What aged: the 2023 prompting tricks that became 2026 traps — step 6 of 8
"Prompt engineer" was a job title for 18 months. Then it wasn't.
The most concrete artifact of the 2023 prompting boom was a job title: Prompt Engineer. Anthropic posted one in early 2023 with a $375K total comp band. Scale AI, OpenAI, and dozens of startups followed. LinkedIn lit up. Bootcamps spun up. Every consulting deck in the second half of 2023 had a slide on "the rise of prompt engineering as a discipline."
By late 2024 the job title was quietly disappearing. Most of the roles renamed themselves "AI engineer" or "applied AI engineer" or just folded back into "ML engineer." Bootcamps pivoted. The consultants stopped putting the slide in the deck. Same people, mostly. Same work, mostly. The title died because the framing was wrong.
Karpathy's tweet and the partial walkback
In January 2023, Andrej Karpathy tweeted:
"The hottest new programming language is English."

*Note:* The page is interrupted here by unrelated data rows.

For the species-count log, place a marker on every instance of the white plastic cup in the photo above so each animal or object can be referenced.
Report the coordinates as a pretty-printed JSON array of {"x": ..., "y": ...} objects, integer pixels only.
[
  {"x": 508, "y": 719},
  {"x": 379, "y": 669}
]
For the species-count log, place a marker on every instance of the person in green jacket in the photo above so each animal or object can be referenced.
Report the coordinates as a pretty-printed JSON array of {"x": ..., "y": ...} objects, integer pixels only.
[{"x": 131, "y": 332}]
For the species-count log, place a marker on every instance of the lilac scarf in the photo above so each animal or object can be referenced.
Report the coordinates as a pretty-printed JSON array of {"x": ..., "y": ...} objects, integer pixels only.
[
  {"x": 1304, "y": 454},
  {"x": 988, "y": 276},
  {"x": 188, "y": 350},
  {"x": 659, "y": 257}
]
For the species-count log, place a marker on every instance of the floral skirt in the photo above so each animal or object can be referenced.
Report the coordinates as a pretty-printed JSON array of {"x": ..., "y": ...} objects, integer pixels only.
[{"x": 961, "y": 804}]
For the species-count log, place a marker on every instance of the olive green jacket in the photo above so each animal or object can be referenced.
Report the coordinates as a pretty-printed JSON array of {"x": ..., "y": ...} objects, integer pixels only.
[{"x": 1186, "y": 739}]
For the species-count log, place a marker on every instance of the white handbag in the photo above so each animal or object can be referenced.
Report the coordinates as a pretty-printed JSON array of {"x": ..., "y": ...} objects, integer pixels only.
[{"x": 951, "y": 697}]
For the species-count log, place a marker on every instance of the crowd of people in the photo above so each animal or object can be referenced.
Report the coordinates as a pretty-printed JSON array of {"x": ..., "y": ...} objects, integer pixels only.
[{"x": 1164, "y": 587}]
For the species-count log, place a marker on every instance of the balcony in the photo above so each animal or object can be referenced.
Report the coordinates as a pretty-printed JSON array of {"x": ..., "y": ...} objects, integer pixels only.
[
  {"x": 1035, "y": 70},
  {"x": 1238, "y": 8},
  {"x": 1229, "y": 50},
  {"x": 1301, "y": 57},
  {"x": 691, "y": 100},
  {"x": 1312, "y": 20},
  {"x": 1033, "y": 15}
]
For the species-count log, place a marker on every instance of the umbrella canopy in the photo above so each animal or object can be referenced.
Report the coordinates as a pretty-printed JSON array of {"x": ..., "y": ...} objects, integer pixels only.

It was the most-quoted prompt-engineering quote of the year. Cited endlessly. Put on slide decks. The shorthand for "natural language is the new interface to compute."
By 2024 Karpathy was clarifying. Multiple talks and threads walked the framing back. The clarified version: English is a thin overlay; the durable engineering is in the system around the prompt, not in the prompt itself. Evals, datasets, tool plumbing, guardrails, the model selection, the cost model. The prompt is the visible 10%. The 90% is engineering.
That clarified version is what stuck. The original framing — "just get good at writing prompts" — is what aged badly.
Why prompts aren't a durable engineering artifact
A prompt is a configuration string targeting a specific model version. When the model updates, the prompt's behavior changes. When you switch models (cost, latency, capability), the prompt needs to be rewritten. The exact phrasing that scored 94% on your eval against Sonnet 4.5 might score 88% against Sonnet 4.6 and 91% against Haiku 4.5. The prompt is fragile by construction.
What's durable across model swaps:
- The eval. "Given these 200 examples, what fraction does the model classify correctly?" The eval doesn't care which model you ran it against. The eval survives model updates. The prompt doesn't.
- The dataset. The 200 examples themselves. Curated, labeled, representative. Worth a lot more than a clever prompt.
- The system around the model. Retry logic, fallback to a bigger model, structured output validation, cost tracking. Real engineering. Lives in code, not in a prompt.
- The product judgment. "We need 95% precision on this classifier, not 95% recall, because false positives are expensive." This is the judgment a prompt engineer was supposed to bring — and it turns out it's a product judgment, not a prompt judgment.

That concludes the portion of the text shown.